# Copyright (c) Meta Platforms, Inc. and affiliates.
# All rights reserved.
#
# This source code is licensed under the BSD-style license found in the
# LICENSE file in the root directory of this source tree.
from typing import List, Tuple

import torch
import torch.nn.functional as F
from torch import nn, Tensor

from torchtune.modules.attention import MultiHeadAttention

# ch = number of channels (size of the channel dimension)


class FluxAutoencoder(nn.Module):
    """
    The image autoencoder for Flux diffusion models.

    Args:
        img_shape (Tuple[int, int, int]): The shape of the input image (without the batch dimension).
        encoder (nn.Module): The encoder module.
        decoder (nn.Module): The decoder module.
    """

    def __init__(
        self,
        img_shape: Tuple[int, int, int],
        encoder: nn.Module,
        decoder: nn.Module,
    ):
        super().__init__()
        self._img_shape = img_shape
        self.encoder = encoder
        self.decoder = decoder

    def forward(self, x: Tensor) -> Tensor:
        """
        Args:
            x (Tensor): input image of shape [bsz, ch_in, img resolution, img resolution]

        Returns:
            Tensor: output image of the same shape
        """
        return self.decode(self.encode(x))

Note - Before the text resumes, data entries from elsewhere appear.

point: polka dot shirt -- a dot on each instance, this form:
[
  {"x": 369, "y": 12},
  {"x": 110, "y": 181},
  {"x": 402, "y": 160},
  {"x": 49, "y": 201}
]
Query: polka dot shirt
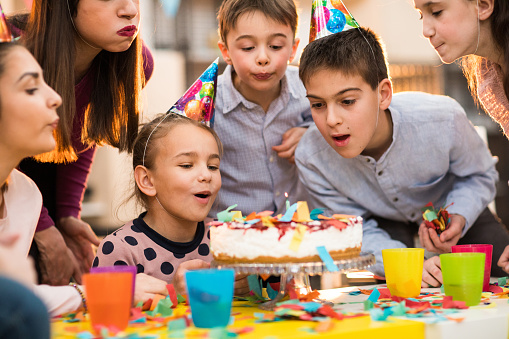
[{"x": 136, "y": 244}]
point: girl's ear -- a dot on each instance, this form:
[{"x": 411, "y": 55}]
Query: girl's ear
[
  {"x": 485, "y": 8},
  {"x": 385, "y": 93},
  {"x": 144, "y": 181}
]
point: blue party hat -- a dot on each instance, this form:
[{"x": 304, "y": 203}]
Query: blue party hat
[
  {"x": 329, "y": 17},
  {"x": 197, "y": 102}
]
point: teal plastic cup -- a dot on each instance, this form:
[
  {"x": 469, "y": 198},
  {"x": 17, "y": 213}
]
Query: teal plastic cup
[
  {"x": 463, "y": 275},
  {"x": 210, "y": 295}
]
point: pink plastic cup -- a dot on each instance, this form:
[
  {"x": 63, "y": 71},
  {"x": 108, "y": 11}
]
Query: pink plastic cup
[{"x": 479, "y": 248}]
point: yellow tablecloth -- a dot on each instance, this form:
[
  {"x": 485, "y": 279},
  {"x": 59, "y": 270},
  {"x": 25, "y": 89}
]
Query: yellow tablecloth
[{"x": 243, "y": 313}]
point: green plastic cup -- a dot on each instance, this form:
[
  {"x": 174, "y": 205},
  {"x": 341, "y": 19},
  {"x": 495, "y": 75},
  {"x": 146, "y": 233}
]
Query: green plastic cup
[
  {"x": 403, "y": 271},
  {"x": 463, "y": 275}
]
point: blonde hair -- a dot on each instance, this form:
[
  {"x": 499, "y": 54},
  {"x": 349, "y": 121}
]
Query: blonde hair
[{"x": 145, "y": 144}]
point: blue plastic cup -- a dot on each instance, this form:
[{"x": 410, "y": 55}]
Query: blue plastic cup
[{"x": 210, "y": 295}]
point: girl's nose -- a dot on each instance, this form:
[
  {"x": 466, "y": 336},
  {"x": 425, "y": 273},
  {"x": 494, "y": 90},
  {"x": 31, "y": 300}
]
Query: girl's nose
[{"x": 333, "y": 116}]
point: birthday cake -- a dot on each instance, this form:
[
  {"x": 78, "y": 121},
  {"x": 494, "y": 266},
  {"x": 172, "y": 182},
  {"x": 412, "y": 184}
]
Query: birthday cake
[{"x": 262, "y": 238}]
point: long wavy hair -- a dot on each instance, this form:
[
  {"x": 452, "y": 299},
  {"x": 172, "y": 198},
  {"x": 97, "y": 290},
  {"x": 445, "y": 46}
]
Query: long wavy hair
[
  {"x": 500, "y": 31},
  {"x": 112, "y": 116}
]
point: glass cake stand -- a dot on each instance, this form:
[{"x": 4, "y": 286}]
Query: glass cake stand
[{"x": 299, "y": 272}]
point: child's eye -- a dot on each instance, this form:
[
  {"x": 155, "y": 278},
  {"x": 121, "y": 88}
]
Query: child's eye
[
  {"x": 348, "y": 102},
  {"x": 317, "y": 105}
]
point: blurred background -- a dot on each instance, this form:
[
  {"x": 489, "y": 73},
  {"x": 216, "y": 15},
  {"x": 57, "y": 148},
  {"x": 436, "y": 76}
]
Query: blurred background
[{"x": 183, "y": 38}]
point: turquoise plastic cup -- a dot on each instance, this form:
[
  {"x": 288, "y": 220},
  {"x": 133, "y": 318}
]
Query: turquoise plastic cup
[
  {"x": 463, "y": 275},
  {"x": 479, "y": 248},
  {"x": 210, "y": 295}
]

    def encode(self, x: Tensor) -> Tensor:
        """
        Encode images into their latent representations.

        Args:
            x (Tensor): input images (shape = [bsz, ch_in, img resolution, img resolution])

        Returns:
            Tensor: latent encodings (shape = [bsz, ch_z, latent resolution, latent resolution])
        """
        assert x.shape[1:] == self._img_shape
        return self.encoder(x)

    def decode(self, z: Tensor) -> Tensor:
        """
        Decode latent representations into images.

        Args:
            z (Tensor): latent encodings (shape = [bsz, ch_z, latent resolution, latent resolution])

        Returns:
            Tensor: output images (shape = [bsz, ch_in, img resolution, img resolution])
        """
        return self.decoder(z)


class FluxEncoder(nn.Module):
    """
    The encoder half of the Flux diffusion model's image autoencoder.

    Args:
        ch_in (int): The number of channels of the input image.
        ch_z (int): The number of latent channels (dimension of the latent vector `z`).
        channels (List[int]): The number of output channels for each downsample block.
        n_layers_per_down_block (int): Number of resnet layers per upsample block.
        scale_factor (float): Constant for scaling `z`.
        shift_factor (float): Constant for shifting `z`.
    """

    def __init__(
        self,
        ch_in: int,
        ch_z: int,
        channels: List[int],
        n_layers_per_down_block: int,
        scale_factor: float,
        shift_factor: float,
    ):
        super().__init__()
        self.scale_factor = scale_factor
        self.shift_factor = shift_factor

        self.conv_in = nn.Conv2d(ch_in, channels[0], kernel_size=3, stride=1, padding=1)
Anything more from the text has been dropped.